I spent the year sketching Fair Goers who Earth’s World had captured at Fairs and Festivals. (See #earthsworld, @earthsworld on Instagram and Flicker; Earth permits artists to use the photos as sketching reference with attribution!) 

Even in May I kept thinking I’d better practice just in case.

No Fair for me this year, but I think practice is always good.

I hope you’re finding some way to keep your drawing practice going daily.

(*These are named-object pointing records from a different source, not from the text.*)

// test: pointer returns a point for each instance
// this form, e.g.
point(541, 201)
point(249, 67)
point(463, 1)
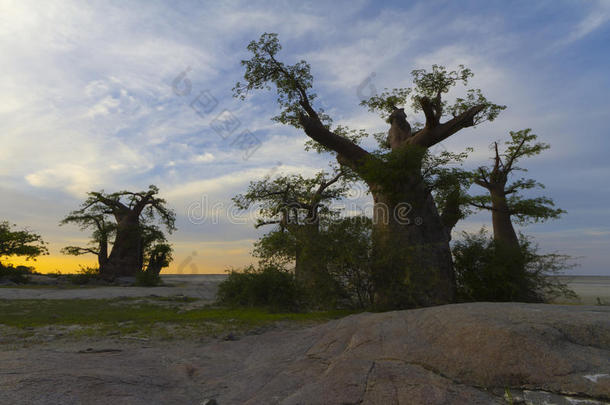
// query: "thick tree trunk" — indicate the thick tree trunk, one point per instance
point(310, 268)
point(126, 256)
point(102, 256)
point(412, 259)
point(503, 229)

I’m going to have to get one of those hat mannequins and put a ball cap on it so I can practice that next! Hats in space. The tilt of the brim.

  1. Reply

    Are you sketching any of the Queen’s hoopla? I could see you doing that!

    1. Reply

      Faith, I have an ambivalence about Queen Elizabeth. Having been her subject for 5.5 years I have a sort of knee-jerk reaction to at least nod in tribute, but I’ve been a US citizen my entire life and so I have the anti-royalty attitudes of the Founders. I am very sorry for the sadness and loss that everyone in her family is feeling. I’m impressed by the long life of leadership she inhabited, but I really don’t think I can weigh in with images made from afar. It’s something that really needs boots on the ground, to draw in person. And as for distant/remote tributes so many, even US artists, are posting now—well, I’m just confused as to why people are sketching her from photos instead of, say, Jean-Luc Godard who died yesterday? Tuesday? He has certainly had more impact on my life than Queen Elizabeth I would think.

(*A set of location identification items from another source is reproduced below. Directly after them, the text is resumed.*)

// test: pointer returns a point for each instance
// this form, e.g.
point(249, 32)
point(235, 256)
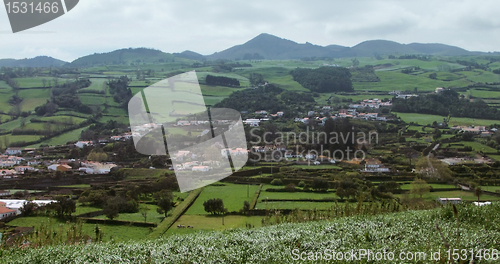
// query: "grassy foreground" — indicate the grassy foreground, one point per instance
point(412, 231)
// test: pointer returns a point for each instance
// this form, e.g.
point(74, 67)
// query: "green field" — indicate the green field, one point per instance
point(476, 146)
point(98, 85)
point(233, 196)
point(62, 139)
point(110, 232)
point(434, 185)
point(465, 196)
point(423, 119)
point(210, 222)
point(152, 215)
point(92, 99)
point(293, 195)
point(395, 80)
point(33, 98)
point(295, 205)
point(71, 120)
point(36, 82)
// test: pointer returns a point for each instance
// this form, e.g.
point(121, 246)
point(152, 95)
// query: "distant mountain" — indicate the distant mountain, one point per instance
point(123, 56)
point(40, 61)
point(380, 47)
point(266, 46)
point(190, 55)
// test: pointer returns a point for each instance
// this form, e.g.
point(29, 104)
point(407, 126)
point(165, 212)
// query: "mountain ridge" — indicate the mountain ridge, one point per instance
point(39, 61)
point(263, 46)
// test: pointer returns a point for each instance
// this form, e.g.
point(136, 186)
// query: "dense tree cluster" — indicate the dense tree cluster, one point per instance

      Anyway, as I started to say, I’m deeply ambivalent, except in the sincere expression of condolence to all of QEII’s and JLD’s family and friends for the loss of their loved one.

    • Jeanne
    • September 15, 2022
    Reply

    I see that you’re using your green-lined journal for the sketch, and I enjoy how you make art on so many surfaces. I’m fascinated with the drawings and paintings of the late artist Dawn Clements, and the “crinkled paper” she glued/stitched together to create the organic storybook painting of her life. Do you know what paper she used? Wouldn’t it have to hold up to ink and watermedia, not smear, bleed or chromatograph?

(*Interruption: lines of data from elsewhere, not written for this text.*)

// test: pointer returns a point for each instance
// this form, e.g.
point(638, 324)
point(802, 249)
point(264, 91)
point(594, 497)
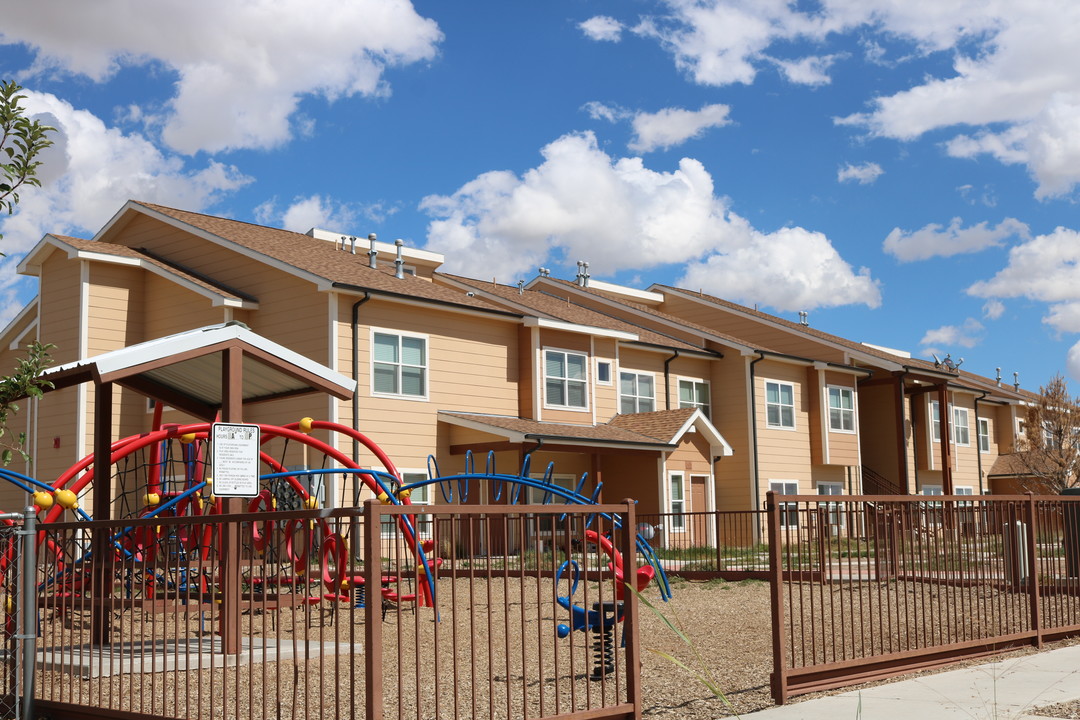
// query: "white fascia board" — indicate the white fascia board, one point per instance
point(322, 283)
point(547, 323)
point(699, 421)
point(511, 435)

    Thank you for sharing your observations on paper and sketchbooks. I’m still a fan of the Strathmore Mixed Media 500 series sketchbook that you recommended years ago.

    1. Reply

      Jeanne, thanks for writing. I had never heard of Dawn Clements or her work, so I did a google. Wow, so much fun. I will have to do more digging and see what writings she has left. I so enjoy putting my “piecemeal” paintings together bit by bit as I work but I’m always just trying to get more of the model in the space, she’s getting a whole panorama of a setting.It’s very exciting. The little bit of quotation I found in an article on her said she started drawing from movies (something else she did, but I haven’t found photos of those yet) when she was studying film and they only got to see a film two times. Other fun comments too. I will definitely have to look more into her work.

      On the images I could find there is no comment about the paper type. In one the paper seems very lightweight, in another it seems a little more hefty but definitely not watercolor paper. Another, seems hefty, but still pliable, and very creased. I believe it’s probably some sort of drawing paper. There are so many types available in large sheets that she could have used, and which, with care would take the “gouache, ballpoint pen, and graphite” listed.

      There are available drawing papers, printmaking papers, and some regular printing papers used in commercial printing that would have all stood up to her work on them. Since I’ve never seen any of her work until today, and none of it in person, I really couldn’t begin to guess what paper she was using. If you are near a gallery that has her work you might, in person, be able to read watermarks, or recognize paper if you happen to use similar.

      I did find one brief write up that referred to her cutting paper from a roll and that would make sense to me looking at the pieces online. That brings us back to a ton of available papers in rolls, which would stand up to this type of work.

      Thank you for bringing her work to my attention. She has a wonderful talent for capturing detail. I found a couple that filled the corners of rooms, i.e., floor to ceiling on both sides of the corner.

      Sad to hear she has passed away.